Yunming Liao,Yang Xu,Hongli Xu,Lun Wang,Zhiwei Yao,Chunming Qiao
2024-07-22
Abstract:Recently, federated learning (FL) has emerged as a popular technique for edge AI to mine valuable knowledge in edge computing (EC) systems. To mitigate the computing/communication burden on resource-constrained workers and protect model privacy, split federated learning (SFL) has been released by integrating both data and model parallelism. Despite resource limitations, SFL still faces two other critical challenges in EC, i.e., statistical heterogeneity and system heterogeneity. To address these challenges, we propose a novel SFL framework, termed MergeSFL, by incorporating feature merging and batch size regulation in SFL. Concretely, feature merging aims to merge the features from workers into a mixed feature sequence, which is approximately equivalent to the features derived from IID data and is employed to promote model accuracy. While batch size regulation aims to assign diverse and suitable batch sizes for heterogeneous workers to improve training efficiency. Moreover, MergeSFL explores to jointly optimize these two strategies upon their coupled relationship to better enhance the performance of SFL. Extensive experiments are conducted on a physical platform with 80 NVIDIA Jetson edge devices, and the experimental results show that MergeSFL can improve the final model accuracy by 5.82% to 26.22%, with a speedup by about 1.74x to 4.14x, compared to the baselines.

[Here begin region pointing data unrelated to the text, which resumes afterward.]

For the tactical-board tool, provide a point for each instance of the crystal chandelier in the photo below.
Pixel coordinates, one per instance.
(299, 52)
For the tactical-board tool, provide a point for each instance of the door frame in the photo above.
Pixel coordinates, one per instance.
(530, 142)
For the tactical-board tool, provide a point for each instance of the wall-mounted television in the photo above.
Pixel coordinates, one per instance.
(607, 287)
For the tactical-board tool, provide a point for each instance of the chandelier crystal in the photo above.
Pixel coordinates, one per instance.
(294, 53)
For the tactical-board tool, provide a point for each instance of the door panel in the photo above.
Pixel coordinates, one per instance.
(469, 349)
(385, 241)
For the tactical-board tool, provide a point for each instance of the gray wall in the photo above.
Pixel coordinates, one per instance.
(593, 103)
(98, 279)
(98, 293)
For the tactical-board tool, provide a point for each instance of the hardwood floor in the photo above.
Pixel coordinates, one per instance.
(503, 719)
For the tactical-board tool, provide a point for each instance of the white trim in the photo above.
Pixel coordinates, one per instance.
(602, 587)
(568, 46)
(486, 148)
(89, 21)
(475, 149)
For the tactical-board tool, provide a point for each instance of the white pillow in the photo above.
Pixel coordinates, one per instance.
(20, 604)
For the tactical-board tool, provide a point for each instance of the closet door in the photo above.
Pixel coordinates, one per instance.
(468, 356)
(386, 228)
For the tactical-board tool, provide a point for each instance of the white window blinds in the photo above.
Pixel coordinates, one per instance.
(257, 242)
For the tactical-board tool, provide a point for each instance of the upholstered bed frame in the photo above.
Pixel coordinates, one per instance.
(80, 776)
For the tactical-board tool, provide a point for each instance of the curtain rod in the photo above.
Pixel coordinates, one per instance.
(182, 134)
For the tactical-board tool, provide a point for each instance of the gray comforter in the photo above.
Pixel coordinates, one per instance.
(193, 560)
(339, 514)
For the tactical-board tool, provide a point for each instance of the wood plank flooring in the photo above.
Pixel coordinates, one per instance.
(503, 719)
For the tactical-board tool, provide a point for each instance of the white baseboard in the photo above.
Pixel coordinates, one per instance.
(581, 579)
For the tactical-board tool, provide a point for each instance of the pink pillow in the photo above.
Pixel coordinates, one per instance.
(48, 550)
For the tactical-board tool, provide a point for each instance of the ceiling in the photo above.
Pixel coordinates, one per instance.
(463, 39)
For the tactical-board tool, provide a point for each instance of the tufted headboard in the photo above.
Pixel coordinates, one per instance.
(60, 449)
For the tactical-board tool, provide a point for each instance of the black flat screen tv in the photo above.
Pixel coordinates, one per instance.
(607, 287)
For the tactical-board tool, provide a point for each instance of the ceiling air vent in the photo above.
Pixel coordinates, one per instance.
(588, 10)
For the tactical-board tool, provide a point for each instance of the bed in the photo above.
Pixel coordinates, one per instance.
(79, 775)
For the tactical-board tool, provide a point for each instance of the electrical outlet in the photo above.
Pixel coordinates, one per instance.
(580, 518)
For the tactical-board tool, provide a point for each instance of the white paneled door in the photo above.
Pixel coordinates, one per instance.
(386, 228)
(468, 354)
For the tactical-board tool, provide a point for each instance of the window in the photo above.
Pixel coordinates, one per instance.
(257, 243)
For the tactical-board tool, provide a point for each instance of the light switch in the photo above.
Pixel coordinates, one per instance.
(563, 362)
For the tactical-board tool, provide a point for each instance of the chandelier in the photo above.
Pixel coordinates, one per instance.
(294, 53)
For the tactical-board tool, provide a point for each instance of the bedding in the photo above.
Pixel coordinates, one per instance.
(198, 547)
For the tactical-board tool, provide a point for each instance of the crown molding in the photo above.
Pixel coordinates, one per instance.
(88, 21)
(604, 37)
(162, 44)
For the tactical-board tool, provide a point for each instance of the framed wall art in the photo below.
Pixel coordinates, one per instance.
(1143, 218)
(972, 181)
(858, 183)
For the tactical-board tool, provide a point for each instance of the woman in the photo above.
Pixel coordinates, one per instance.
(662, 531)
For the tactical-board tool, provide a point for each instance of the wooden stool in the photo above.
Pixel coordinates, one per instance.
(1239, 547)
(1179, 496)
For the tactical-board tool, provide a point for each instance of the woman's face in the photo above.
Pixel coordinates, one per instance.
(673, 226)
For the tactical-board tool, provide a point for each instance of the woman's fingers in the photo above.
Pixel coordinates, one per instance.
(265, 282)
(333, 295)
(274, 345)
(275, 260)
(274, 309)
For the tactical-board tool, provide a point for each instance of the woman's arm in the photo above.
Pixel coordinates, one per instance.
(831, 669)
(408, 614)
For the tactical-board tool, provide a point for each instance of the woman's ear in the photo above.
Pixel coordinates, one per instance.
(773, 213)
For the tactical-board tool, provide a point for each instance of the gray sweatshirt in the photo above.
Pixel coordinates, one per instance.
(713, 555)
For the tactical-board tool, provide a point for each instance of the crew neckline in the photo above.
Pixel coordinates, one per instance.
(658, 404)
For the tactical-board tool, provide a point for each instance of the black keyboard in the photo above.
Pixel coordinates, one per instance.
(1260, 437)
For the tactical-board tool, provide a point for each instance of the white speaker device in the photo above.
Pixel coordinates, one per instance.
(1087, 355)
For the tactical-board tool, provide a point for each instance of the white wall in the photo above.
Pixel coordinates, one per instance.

Machine Learning,Distributed, Parallel, and Cluster Computing,Networking and Internet Architecture
What problem does this paper attempt to address?
The problem that this paper attempts to solve is: in the Edge Computing (EC) system, the problems of statistical heterogeneity and system heterogeneity faced by Split Federated Learning (SFL). Specifically: 1. **Statistical Heterogeneity**: - Edge devices (such as Internet of Things devices) often collect non - independent and identically distributed (non - IID) data due to differences in geographical location and user preferences. Such differences in data distribution will lead to a slower model convergence rate and even affect the model's accuracy. 2. **System Heterogeneity**: - There are significant differences in the computing and communication capabilities of edge devices. For example, the CPU frequencies, bandwidths, and throughputs of different devices may differ by more than ten times. This results in fast devices having to wait for slow devices during the synchronous training process, increasing the waiting time and reducing the training efficiency. To address these challenges, the author proposes a new SFL framework - MergeSFL, which solves the above problems by introducing Feature Merging and Batch Size Regulation. Specifically: - **Feature Merging**: Merge features from different devices into a mixed feature sequence, which is similar to the features extracted from IID data, thereby promoting the model's accuracy. - **Batch Size Regulation**: Allocate different batch sizes to devices with different capabilities to adapt to their computing and communication capabilities and improve training efficiency. Through the joint optimization of these two strategies, MergeSFL can better cope with statistical and system heterogeneity and improve the final accuracy and training efficiency of the model. Experimental results show that, compared with the baseline method, MergeSFL can increase the accuracy of the final model by 5.82% to 26.22% and accelerate it by about 1.39 to 4.14 times.